Let’s take a small detour – maybe you can share a bit about yourself before we dive back into some of the other questions we had for you?

I’m a writer who recently made the switch to writing full time. I write queer historical adventure romances which involves tons of research on top of the very long writing and revising process. If you had asked me what I wanted to do when I was a teenager, this is the life I would’ve described, and I feel so lucky and grateful that I’m able to live it! In my twenties I put the dream of being a writer aside because it felt impractical, so I went to graduate school and got a PhD in English thinking I’d be a professor instead. But I couldn’t quite shake it, and I found myself writing stories on the side when I should’ve been working on my dissertation. My second book, A Traitorous Heart, was just released by Simon & Schuster. In it readers can expect forbidden love, royal intrigue, and secret societies! There’s a lot of bisexual pining and angst from Jac, our protagonist. She’s been forced to match-make her best friend and ex-lover, the princess of France, with the brazen (and bisexual!) young King of Navarre. I loved writing Jac’s love interests so much. We have Margot, a lesbian princess who loves boldly and without restraint, and Henry, a golden retriever of a man who would do anything to make Jac his, but only in the most respectful way possible.

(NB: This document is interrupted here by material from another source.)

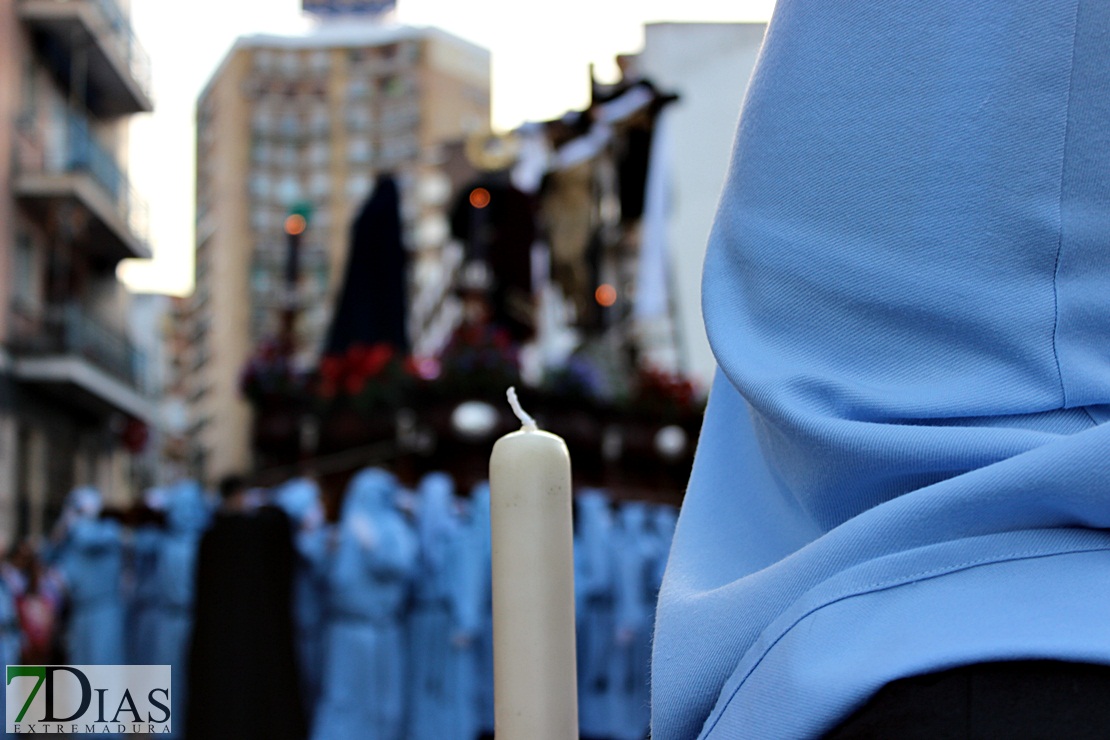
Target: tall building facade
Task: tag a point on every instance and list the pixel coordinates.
(308, 123)
(73, 402)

There is so much advice out there about all the different skills and qualities folks need to develop in order to succeed in today’s highly competitive environment and often it can feel overwhelming. So, if we had to break it down to just the three that matter most, which three skills or qualities would you focus on?

Three things vital in my writing journey are self-confidence, hard-work, and being open to feedback. Creative professions can be very isolating and vulnerable. When I first started writing again, I hid it from people. It felt silly and cringe to admit to very serious literature professors and fellow graduate students that I spent an entire writing session daydreaming about people falling in love. But I learned that if I wasn’t confident about the work I was doing, if I kept treating it as an unserious hobby, no one else would treat my work seriously either.

Hard work and writing just sort of goes together without question. I think some people read a book and think “I can do this, I could write one” and I have no doubt that they can–but it’s going too be harder than they think. Like a beautiful house, a book has subfloors and wiring and all sorts of things in it you can’t see on the page, but they’re there make the story tick. Learning how to create a story that engages people was a years-long process for me.

Tied to hard work is a willingness to accept feedback. Writing is vulnerable, and it was (and honestly, sometimes still is!) hard for me to divorce my own sense of self-worth from the words I create. But one of the best ways to improve to ask people what is and isn’t working in what you’re creating.

To close, maybe we can chat about your parents and what they did that was particularly impactful for you?

My parents moved down the black from a library when I was six years old. Having access to all those books (in the times before e-books and audiobooks) was instrumental to me. I honestly don’t know if I would be the person I am without living near the library! More than that, my parents also encouraged me to reader as much as I wanted to without censoring or talking down on the books I was interested in. Letting me develop my own passions and questions from what I read was such a gift. In this ages of book bans (and the blatant lies about book bans!) I’m so grateful I was able to read freely as a kid. It’s one of the reason I write for teenagers still. The books I write are ones I would’ve killed for as a teen.